Tax Foundation Bemoans Egregious Errors in Presidential Tax Policy Debate

Joe Klein of Time Magazine Latest to Botch "Tax Credit" Versus "Tax Deduction"

Washington, DC, September 12, 2008 - With 53 days left to go in this year's Presidential race, basic tax facts have been tossed out the window by some reporters and columnists, according to Gerald Prante, senior economist at the Tax Foundation, who has monitored the Presidential candidates' plans on taxation.

Sen. John McCain's proposal to provide health tax credits has been the subject of the latest misinformed commentary and attack, and Prante explains that the plan is not that complicated. This huge, new subsidy for health insurance would be partially offset by the removal of a different subsidy, the tax exemption for employer-provided health care. Exemptions are not nearly as valuable to taxpayers as credits because they're not subtracted from what a taxpayer owes. Instead, they're subtracted from a taxpayer's taxable income.

"Each single taxpayer with health insurance, whether provided by an employer or purchased on his or her own, would get a $2,500 refundable tax credit (couples would get $5,000)," says Prante. "While the current exclusion tends to favor those with valuable employer-provided health insurance plans and those in higher tax brackets, McCain's refundable credit would actually reduce the tax liability of most tax returns, especially those in the middle-income groups. That's why the Tax Policy Center's preliminary estimate has it actually costing $1.3 trillion over ten years."

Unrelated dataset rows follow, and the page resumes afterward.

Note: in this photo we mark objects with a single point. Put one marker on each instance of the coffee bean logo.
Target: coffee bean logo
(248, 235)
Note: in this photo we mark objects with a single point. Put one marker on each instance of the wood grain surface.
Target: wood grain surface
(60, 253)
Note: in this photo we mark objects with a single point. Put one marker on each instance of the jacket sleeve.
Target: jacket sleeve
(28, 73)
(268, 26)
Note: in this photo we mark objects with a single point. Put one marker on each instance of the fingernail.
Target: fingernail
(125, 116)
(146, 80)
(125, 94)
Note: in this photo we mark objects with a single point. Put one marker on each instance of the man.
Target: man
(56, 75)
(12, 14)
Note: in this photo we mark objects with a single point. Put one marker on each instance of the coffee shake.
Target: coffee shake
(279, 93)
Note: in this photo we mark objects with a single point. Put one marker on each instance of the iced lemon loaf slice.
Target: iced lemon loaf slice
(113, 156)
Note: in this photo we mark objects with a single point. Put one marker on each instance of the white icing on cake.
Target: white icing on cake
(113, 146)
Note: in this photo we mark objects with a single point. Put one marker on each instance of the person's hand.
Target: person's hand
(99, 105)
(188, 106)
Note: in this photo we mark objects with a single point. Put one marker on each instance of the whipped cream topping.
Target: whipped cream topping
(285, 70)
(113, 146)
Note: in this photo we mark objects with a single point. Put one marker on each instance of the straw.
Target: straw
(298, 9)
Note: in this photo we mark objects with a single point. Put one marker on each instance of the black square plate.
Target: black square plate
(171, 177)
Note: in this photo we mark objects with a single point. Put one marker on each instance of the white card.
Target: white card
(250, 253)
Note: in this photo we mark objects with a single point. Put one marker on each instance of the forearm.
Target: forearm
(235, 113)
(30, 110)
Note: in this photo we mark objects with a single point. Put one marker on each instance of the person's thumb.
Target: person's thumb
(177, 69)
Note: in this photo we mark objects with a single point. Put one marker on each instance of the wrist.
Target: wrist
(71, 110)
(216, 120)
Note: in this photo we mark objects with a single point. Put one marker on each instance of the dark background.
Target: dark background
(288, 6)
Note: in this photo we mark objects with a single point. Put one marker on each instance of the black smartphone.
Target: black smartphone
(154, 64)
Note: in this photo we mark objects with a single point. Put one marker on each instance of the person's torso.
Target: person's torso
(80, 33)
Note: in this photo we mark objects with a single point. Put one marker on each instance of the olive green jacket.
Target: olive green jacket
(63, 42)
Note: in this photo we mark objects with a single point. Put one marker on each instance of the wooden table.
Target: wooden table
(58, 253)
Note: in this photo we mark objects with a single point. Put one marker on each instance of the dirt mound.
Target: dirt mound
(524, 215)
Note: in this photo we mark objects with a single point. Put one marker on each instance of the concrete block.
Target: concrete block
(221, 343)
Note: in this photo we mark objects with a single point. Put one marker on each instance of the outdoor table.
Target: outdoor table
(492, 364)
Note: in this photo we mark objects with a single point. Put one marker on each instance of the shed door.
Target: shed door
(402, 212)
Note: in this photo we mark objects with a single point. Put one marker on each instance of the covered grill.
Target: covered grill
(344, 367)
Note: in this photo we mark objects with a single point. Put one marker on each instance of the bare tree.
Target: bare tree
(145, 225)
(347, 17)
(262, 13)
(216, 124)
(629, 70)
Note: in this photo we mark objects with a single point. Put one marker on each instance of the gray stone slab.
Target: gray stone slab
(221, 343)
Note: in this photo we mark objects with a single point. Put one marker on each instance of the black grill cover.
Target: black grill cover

But yesterday, Joe Klein of Time Magazine claimed in the "Swampland" blog that McCain "is actually proposing a tax increase on health care benefits for American workers" and that McCain wants to "tax your employer-provided health care benefits" and "replace those benefits with an insufficient tax credit" because "the average cost per family for health insurance is $12,000." Unfortunately, Klein appears not to understand how a tax credit works as he compares the $12,000 average family cost to the credit amount ($5,000).

"What Klein fails to comprehend is that the $5,000 value of the credit would be worth more than the current exclusion for almost any taxpayer," Prante points out. "For instance, a family in the 25% bracket would have its income tax before credits increase by 25% of $12,000, which is $3,000. However, the family would be getting a $5,000 credit that would trump the $3,000 extra in taxes from the elimination of the exclusion. Even for a family in the 35% bracket, the family having $12,000 in insurance would come out ahead."

Prante urges all journalists and columnists to learn the basics of the tax code, and the difference between a tax exclusion and a tax credit, before they report or comment any tax matters.

"Credits are dollar-for-dollar reductions in taxes," Prante explains. "The value of an exclusion to a taxpayer depends on the tax rate one is in."